By contrast, if new syntax is defined, then this would be disallowed:

Requires-Dist: python_flint(x86_64_v4)

And the build tooling could recommend replacing it with this:

Requires-Dist: python_flint
Provides-Extra: x86_64_v4
Requires-Dist-Variant: python_flint(x86_64_v4); extra == "x86_64_v4"

and handling detection of the more optimised version of the dependency at runtime.

There’d still be some compatibility issues with that (old tools wouldn’t handle dependencies declared on the python_flint[x86_64_v4] extra correctly, since they’d ignore the Requires-Dist-Variant field), but if anyone did run into problems, the discrepancy would be much easier to detect than it would be if the only way to identify the problem was to look at the content of the extras definitions, rather than the use of a new metadata field that old installers ignore.

Some of those potential problems could also be mitigated by having PyPI initially require that variant dependency declarations be limited to non-default variants until variant support in installation clients became more widespread.
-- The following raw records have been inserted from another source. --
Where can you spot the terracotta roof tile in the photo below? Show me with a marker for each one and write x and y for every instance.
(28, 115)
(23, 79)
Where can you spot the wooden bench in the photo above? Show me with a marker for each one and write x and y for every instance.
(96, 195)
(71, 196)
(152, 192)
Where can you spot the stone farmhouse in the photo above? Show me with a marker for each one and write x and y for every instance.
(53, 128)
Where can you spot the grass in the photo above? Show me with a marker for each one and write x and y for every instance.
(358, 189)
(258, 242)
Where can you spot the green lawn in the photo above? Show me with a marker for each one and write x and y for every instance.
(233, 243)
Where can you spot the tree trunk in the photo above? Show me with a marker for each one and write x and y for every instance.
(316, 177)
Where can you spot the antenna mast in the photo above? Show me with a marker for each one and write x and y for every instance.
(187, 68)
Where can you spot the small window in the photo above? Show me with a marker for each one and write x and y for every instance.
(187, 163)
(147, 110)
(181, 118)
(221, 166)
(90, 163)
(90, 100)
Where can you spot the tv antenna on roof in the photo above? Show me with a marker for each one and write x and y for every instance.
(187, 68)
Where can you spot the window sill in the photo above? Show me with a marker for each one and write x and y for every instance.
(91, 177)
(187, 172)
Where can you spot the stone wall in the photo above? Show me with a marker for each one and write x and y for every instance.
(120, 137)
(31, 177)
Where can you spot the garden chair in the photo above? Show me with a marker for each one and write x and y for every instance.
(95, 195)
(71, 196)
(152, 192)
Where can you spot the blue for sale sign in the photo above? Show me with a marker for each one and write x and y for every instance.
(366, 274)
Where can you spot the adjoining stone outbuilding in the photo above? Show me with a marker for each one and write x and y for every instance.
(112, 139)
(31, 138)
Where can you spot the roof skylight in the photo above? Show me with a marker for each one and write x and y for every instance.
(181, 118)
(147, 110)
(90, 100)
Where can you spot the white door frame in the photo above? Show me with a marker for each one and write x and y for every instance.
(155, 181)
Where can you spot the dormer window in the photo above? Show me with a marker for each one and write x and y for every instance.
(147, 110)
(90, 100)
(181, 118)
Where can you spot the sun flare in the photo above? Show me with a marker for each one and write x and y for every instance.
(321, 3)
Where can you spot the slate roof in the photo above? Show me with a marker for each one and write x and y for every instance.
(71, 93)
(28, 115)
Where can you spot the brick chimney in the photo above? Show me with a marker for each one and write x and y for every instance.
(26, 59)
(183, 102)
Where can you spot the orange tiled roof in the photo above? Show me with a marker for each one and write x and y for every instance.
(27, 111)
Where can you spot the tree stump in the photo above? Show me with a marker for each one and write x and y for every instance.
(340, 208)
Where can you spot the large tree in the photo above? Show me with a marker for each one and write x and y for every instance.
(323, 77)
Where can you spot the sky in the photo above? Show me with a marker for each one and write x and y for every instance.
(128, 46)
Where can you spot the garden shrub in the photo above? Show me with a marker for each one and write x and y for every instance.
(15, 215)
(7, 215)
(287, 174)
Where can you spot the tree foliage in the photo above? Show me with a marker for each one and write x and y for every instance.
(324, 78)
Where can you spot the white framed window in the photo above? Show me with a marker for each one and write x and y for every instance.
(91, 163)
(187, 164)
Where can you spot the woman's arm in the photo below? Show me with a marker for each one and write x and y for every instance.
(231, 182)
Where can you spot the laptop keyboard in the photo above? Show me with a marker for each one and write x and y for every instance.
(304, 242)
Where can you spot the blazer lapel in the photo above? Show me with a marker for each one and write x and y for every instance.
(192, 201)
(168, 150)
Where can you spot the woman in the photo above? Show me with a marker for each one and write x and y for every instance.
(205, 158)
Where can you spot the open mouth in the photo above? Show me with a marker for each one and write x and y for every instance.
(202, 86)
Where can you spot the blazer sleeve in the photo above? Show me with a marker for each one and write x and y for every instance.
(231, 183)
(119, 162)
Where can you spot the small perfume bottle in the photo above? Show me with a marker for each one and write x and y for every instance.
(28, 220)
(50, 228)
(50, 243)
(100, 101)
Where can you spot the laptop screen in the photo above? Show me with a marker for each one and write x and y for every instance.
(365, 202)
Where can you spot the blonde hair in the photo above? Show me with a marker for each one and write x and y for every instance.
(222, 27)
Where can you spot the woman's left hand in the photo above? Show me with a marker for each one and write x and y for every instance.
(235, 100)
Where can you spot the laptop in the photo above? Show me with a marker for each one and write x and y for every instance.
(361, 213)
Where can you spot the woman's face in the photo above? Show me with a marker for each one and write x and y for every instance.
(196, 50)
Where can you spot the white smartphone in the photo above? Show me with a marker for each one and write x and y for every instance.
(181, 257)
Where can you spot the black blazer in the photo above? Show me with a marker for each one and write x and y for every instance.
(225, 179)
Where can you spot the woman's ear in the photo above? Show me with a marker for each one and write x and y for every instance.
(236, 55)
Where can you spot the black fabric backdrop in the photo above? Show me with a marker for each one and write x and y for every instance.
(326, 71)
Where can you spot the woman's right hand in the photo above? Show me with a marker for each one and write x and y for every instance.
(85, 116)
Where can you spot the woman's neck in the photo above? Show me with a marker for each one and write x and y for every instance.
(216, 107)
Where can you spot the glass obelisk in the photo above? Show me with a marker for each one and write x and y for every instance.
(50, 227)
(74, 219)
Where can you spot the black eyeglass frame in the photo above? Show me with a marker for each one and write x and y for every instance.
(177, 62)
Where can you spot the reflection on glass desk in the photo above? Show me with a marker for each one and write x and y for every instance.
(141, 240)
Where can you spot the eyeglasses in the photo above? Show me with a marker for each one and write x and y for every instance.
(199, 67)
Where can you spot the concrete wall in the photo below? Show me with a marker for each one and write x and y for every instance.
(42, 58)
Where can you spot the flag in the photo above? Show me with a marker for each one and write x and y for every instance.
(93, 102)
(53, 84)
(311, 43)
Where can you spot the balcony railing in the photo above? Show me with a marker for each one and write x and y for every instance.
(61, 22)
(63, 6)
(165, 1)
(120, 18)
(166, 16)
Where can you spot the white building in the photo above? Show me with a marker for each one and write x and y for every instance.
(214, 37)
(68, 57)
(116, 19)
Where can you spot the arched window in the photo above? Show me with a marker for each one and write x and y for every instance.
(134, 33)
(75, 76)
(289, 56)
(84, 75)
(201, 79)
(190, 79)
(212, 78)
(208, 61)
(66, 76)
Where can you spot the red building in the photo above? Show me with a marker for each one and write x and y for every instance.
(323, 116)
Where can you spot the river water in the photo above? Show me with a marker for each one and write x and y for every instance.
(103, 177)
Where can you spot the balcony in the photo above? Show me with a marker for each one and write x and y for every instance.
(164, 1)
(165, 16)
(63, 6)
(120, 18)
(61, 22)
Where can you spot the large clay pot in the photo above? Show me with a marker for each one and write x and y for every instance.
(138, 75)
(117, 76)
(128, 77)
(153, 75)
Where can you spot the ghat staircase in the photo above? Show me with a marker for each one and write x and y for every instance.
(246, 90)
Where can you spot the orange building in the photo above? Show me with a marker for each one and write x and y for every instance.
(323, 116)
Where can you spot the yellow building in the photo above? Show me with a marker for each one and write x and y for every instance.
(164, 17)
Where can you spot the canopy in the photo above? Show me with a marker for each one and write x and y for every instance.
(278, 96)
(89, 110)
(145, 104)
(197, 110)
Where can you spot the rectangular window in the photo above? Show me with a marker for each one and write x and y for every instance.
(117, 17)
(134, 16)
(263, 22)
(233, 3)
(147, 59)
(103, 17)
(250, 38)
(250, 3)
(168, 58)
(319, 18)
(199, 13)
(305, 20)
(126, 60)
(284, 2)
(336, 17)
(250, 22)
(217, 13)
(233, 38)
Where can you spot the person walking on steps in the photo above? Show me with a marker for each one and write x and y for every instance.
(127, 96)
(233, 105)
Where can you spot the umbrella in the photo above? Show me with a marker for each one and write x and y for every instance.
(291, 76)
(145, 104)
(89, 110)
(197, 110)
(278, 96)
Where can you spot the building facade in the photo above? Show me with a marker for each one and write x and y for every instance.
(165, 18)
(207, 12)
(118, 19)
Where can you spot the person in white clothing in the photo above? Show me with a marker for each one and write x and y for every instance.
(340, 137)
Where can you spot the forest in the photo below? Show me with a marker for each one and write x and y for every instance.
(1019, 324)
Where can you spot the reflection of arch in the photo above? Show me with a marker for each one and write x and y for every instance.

That is, putting the above example on PyPI having to be written as:

Requires-Dist: python_flint
Provides-Variant: x86_64_v4
Requires-Dist-Variant: python_flint(x86_64_v4); variant == "x86_64_v4"

That way, default variants wouldn’t be able to transitively bring in dependencies on non-default variants, you’d only get one by explicitly requesting it at the top level of the installation request, which would only be accepted if the installer being used understood build variants.

It’s not elegant, but it’s still a smoother transition path than having to bump the major metadata version, or having every declaration of a dependency on an extra becoming a potential installation inconsistency trap.